Is the youth market hard and how do you stay relevant?
The youth market is hard if it is a business not run by young people. The youth market is really easy when you are in your 20s or early 30s and you are part of the audience. I am now 35 and I am starting to move out of that world. However, everyone in our team is younger and that is what we hire for. Being a digital product was easier for us too because online was where our audience was. One of the challenges now is the fragmented nature of the audience with so many digital platforms from Facebook, Twitter, Snapchat, Instagram and YouTube.
Was there much competition over the years?

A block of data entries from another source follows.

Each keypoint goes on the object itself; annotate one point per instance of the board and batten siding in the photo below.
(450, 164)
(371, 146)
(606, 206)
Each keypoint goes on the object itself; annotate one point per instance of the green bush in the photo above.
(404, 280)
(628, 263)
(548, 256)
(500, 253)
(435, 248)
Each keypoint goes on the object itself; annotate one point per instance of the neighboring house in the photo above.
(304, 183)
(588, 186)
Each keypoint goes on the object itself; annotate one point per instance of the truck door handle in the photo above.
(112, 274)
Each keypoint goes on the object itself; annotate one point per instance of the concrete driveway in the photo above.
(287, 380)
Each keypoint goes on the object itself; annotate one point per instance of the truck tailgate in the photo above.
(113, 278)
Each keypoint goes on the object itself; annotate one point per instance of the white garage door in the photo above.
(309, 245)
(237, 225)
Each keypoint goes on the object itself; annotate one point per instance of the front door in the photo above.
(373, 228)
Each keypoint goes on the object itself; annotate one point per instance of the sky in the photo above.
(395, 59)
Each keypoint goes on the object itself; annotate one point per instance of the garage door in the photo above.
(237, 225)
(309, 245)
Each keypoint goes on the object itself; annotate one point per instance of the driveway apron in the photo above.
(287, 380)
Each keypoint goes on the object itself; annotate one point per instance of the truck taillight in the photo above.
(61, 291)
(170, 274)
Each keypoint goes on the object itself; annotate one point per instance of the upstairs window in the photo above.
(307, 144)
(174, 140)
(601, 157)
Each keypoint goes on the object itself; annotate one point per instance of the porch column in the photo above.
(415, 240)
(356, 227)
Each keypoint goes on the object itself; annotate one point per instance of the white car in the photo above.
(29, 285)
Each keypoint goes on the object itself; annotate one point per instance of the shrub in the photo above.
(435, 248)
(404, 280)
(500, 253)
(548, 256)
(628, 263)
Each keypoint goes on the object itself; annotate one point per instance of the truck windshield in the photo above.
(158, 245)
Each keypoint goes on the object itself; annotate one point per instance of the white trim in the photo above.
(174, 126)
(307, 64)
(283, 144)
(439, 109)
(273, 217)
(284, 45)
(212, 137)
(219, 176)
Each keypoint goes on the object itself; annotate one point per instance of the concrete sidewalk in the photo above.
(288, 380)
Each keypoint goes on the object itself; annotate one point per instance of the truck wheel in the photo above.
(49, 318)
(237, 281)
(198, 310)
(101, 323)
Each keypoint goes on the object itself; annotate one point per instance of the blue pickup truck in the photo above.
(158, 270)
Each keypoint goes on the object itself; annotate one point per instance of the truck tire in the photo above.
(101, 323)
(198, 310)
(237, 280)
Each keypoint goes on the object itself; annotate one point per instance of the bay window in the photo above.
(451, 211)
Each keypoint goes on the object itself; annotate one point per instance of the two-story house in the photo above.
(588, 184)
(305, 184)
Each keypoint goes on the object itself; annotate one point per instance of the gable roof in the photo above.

We were the competition initially. There were much larger businesses targeting our audience when we started out. We were always the underdog and we used to have a third of the traffic [of other sites] and we had to build our numbers and commercial acumen. There are still traditional publishers [we compete with] in addition to two of the biggest companies in the world, Facebook and Google.
Do you still have the passion for Pedestrian.TV?
We did the Nine deal three years ago when we sold 60% of the business in 2015, which valued the company at $15.5m. We were very happy with that. We recently sold the rest of the shares and the business had grown significantly and the valuation when we sold the remaining 40% was just under $100m. We are super-pumped about where it can go. It is our legacy and we still love it. We want to make sure the business is positioned well for the next phase with the right management. We want a continuing relationship. I have two kids – nine and six – and in 10 years’ time I’d like to think they are reading the Pedestrian.TV website and saying, “Dad made that.”
Would you every get involved in a startup – maybe something for middle-aged Australia?
One area I am passionate about is how can media unlock the value that it delivers and compete on a better footing with Google and Facebook. I don’t think I would start a content-based media company, but things that help bolster and find great journalism to keep getting made are an area I am passionate about.
What do you think of Nine’s Fairfax plans as you will be part of that big media family?
The moves Nine is making at the moment go beyond old media. The way they are running the business is really exciting and the way they are incubating businesses like Stan is great. Nine knows how to take ideas and compete with global players. When Stan launched against Netflix and Presto, I initially thought it might be a bloodbath but the numbers Stan has are phenomenal and it is a fantastic business.